Like the Egelstons, the Basches are also listed as suspects in a police report. Katie remembers the moment she was told the police had been called.

“I’ve really lost it,” Katie said. “I actually fell to my knees crying.”

Katie said she started pleading with the state social worker.

“I cried to her on the phone. I said, ‘I know you hear this all the time, but I didn’t do this. I love my kid. My husband loves our kid. We didn’t break his rib’ said Katie. .

Case closed

The Basches were allowed to take Wyatt home on the condition that a state social worker visit the house the next day.

“She immediately looked at him and she laughed that the bruises were called significant,” Kyle said. “She says, ‘My 4-year-old has twice as many bruises now, so I’m not sure what they’re looking at.'”

State records show that the social worker conducted interviews with people who knew Wyatt, including his gymnastics coach who confirmed that Wyatt attended gymnastics that week and showed no signs of pain.

The state dismissed the cases, noting that the bruises on Wyatt were “minimal and consistent with the history provided by the family.”

The state found insufficient evidence of abuse and closed the case.

What about the observed break?

The Basches said they were still concerned about the diagnosed breakup. Kyle, a chiropractor, took another X-ray of Wyatt. He saw nothing.

Katie and Kyle also took Wyatt to Diagnostic Imaging for a fourth X-ray. The radiologist’s report notes that a fracture is not indicated.

Ongoing trauma

The Basch and Egelston families both said they understand that hospital staff have a duty to protect children from child abuse.

Katie said the experience made her fear the medical system. She also said she doubted herself as a mother.

“I’m in therapy for it,” Katie said. “I’ve lost all confidence as a mother because of this.”

Cayleigh Egelston said she is also in therapy because of their experience.

“I feel like I have PTSD from it,” Cayleigh said. “I don’t feel like I can be a normal mom letting my kid play because I’m scared of every bruise I get.”

But both families said it was going too far. For the Egelstons, they said more should have been done to rule out medical problems with their daughter before she was diagnosed with abuse.

“I want it to be more than, ‘I see a bruise on a child, it’s being abused,” Cayleigh said. “It’s not always this dry. Our child had a bruise and she was not abused. We didn’t abuse her.”

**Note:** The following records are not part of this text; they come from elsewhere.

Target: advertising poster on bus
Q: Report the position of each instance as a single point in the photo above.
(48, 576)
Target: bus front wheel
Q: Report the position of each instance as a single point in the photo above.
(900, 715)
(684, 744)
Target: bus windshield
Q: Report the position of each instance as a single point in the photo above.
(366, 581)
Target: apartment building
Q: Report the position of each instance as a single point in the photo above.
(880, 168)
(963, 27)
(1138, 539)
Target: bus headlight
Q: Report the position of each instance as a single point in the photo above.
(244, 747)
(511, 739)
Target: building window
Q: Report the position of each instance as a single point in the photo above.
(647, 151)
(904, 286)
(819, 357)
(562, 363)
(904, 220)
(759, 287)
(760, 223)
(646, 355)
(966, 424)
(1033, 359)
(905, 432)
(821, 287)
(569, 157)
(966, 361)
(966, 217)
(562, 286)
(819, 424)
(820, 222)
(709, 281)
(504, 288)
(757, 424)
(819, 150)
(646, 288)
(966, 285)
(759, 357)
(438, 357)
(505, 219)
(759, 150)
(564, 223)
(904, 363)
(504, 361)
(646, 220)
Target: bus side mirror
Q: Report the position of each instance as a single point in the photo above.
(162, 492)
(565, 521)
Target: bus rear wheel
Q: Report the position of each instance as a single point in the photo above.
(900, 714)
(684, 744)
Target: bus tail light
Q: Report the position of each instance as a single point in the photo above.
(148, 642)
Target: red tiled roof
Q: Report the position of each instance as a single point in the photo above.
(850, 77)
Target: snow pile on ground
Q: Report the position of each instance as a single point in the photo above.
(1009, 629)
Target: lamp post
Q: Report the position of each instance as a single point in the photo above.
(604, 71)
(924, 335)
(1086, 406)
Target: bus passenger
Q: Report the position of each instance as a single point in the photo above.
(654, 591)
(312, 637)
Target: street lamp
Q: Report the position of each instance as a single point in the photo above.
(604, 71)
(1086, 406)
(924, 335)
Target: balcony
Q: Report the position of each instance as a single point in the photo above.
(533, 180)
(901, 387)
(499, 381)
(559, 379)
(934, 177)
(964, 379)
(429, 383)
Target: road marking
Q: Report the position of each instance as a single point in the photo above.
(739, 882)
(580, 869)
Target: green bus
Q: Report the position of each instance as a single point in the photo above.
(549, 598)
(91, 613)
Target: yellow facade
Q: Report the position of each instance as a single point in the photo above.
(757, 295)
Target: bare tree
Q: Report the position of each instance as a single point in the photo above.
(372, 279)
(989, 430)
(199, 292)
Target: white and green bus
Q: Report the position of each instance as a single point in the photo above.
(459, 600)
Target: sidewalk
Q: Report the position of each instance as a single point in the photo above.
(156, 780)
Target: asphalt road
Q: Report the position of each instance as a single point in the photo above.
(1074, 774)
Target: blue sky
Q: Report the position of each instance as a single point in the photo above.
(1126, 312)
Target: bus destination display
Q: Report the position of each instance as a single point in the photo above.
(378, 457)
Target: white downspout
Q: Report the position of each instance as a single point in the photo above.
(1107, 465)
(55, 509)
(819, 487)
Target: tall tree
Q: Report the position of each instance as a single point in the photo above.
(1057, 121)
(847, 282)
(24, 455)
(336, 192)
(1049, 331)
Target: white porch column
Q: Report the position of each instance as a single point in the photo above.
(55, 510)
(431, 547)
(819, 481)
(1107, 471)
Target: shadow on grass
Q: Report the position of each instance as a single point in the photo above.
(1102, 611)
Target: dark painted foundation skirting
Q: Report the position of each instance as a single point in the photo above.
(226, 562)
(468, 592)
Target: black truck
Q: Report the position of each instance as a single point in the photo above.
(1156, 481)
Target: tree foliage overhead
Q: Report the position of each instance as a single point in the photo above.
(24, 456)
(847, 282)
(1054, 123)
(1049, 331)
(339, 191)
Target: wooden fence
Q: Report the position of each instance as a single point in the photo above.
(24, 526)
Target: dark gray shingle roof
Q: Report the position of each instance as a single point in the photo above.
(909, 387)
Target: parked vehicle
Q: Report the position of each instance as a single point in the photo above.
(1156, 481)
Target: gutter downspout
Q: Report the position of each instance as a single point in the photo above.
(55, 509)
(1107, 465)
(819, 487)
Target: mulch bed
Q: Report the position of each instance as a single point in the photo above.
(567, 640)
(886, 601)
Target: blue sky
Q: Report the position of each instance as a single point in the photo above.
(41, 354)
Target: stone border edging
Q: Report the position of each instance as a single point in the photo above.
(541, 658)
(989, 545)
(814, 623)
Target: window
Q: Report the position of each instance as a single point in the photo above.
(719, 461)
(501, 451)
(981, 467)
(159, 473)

For the Basches, they said they felt judged by the staff.

“There is no innocent until proven guilty,” Katie said. “There’s, ‘Oh, we have an X-ray of a possible broken rib and you’re guilty of doing it. There was no other explanation.'”

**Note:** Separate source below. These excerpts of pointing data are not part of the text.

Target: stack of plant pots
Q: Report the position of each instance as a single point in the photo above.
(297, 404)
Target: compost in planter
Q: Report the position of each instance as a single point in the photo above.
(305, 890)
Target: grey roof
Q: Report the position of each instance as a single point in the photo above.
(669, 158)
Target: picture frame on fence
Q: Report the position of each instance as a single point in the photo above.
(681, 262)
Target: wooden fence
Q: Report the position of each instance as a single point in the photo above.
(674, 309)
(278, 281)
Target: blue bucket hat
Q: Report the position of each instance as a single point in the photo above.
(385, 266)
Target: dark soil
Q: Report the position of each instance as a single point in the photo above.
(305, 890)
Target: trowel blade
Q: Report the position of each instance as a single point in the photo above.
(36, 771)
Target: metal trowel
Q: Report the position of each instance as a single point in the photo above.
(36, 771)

It’s a feeling the Egelstons can identify with as well.

“Guilty until proven otherwise, that’s exactly what happened to us,” said Chase Egelston.

An inaccurate science

The I-Team told Schroeder about the concerns of the families.

“That makes me sad,” said Schroeder. “We don’t condemn them and we don’t blame them. That’s not our role.”

According to Schroeder, it is not the job of staff to accuse parents or determine that abuse has occurred.

She admits that, as with any diagnosis, medical professionals don’t always do a good job of detecting child abuse.

“It’s not exact,” Schroeder said. “That’s why the mandate is so broad.”

Schroeder said she knows the process is difficult and understands that innocent families will sometimes be investigated.

“That’s actually one of the things that keeps me up at night,” Schroeder said.

Request denied

With evidence from two negative X-rays, the Basches asked Children’s Mercy to change their son’s medical card.

“We know we have a police report that says we’re suspects in all of this,” Kyle said. “[Wyatt’s] file will be flagged as an abusive file and something to watch out for. We want it corrected and we don’t want other parents to suffer as well.”

When originally diagnosed with a broken rib, Children’s Mercy turned down the Basches’ request.

The Egelstons want parents to be aware that this side of the child welfare system exists.

“This is real,” Cayleigh said. “We didn’t think it could happen to us and it did.”